UK parliamentary inquiry rejects data retention

By EDRi · February 12, 2003

In the UK, a parliamentary inquiry resulted in a firm rejection of governmental plans for general data retention. In one piece of proposed legislation Government expected phone companies, mobile operators and Internet service providers to voluntarily keep logging data for a period of up to 12 months. These data would reveal who has been calling and e-mailing whom, which websites they had visited, and even where people have been with their mobile phones. In their report, the All Party Internet Group (APIG) concludes that the Government had underestimated the costs of the scheme, that billing databases would migrate abroad to escape regulation and that there were few incentives for industry to help the government track technical change. To cap all this, the scheme appeared to be in breach of Human Rights legislation and despite a year of effort by the Home Office, no solution was in sight.

The evidence heard by the parliamentary inquiry made it clear that the proposed voluntary retention scheme had no hope of acceptance by industry.

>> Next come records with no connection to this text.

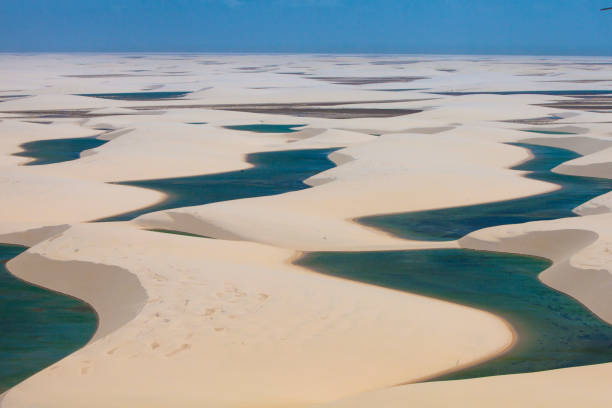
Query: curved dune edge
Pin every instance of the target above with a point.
(570, 243)
(89, 282)
(591, 287)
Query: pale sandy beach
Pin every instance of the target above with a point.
(228, 319)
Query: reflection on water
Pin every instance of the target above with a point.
(554, 330)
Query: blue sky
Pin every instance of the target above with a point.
(561, 27)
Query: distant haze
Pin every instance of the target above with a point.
(561, 27)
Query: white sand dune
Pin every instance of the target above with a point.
(230, 322)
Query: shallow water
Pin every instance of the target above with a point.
(573, 92)
(266, 128)
(554, 330)
(138, 96)
(454, 223)
(57, 150)
(38, 326)
(272, 173)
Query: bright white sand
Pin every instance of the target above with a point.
(230, 322)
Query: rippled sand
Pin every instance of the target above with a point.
(231, 322)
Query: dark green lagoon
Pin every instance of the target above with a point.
(266, 128)
(57, 150)
(38, 326)
(454, 223)
(272, 173)
(554, 331)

The report also concludes that it would be impractical to proceed with the fallback of mandatory data retention and strongly recommends that the Home Office scrap their plans altogether and start negotiations on a lower impact scheme of targeted “data preservation” instead.

The group also examined existing pieces of legislation including the Regulation of Investigatory Powers Act 2000 (RIPA) and recommended that definition of communications data be improved.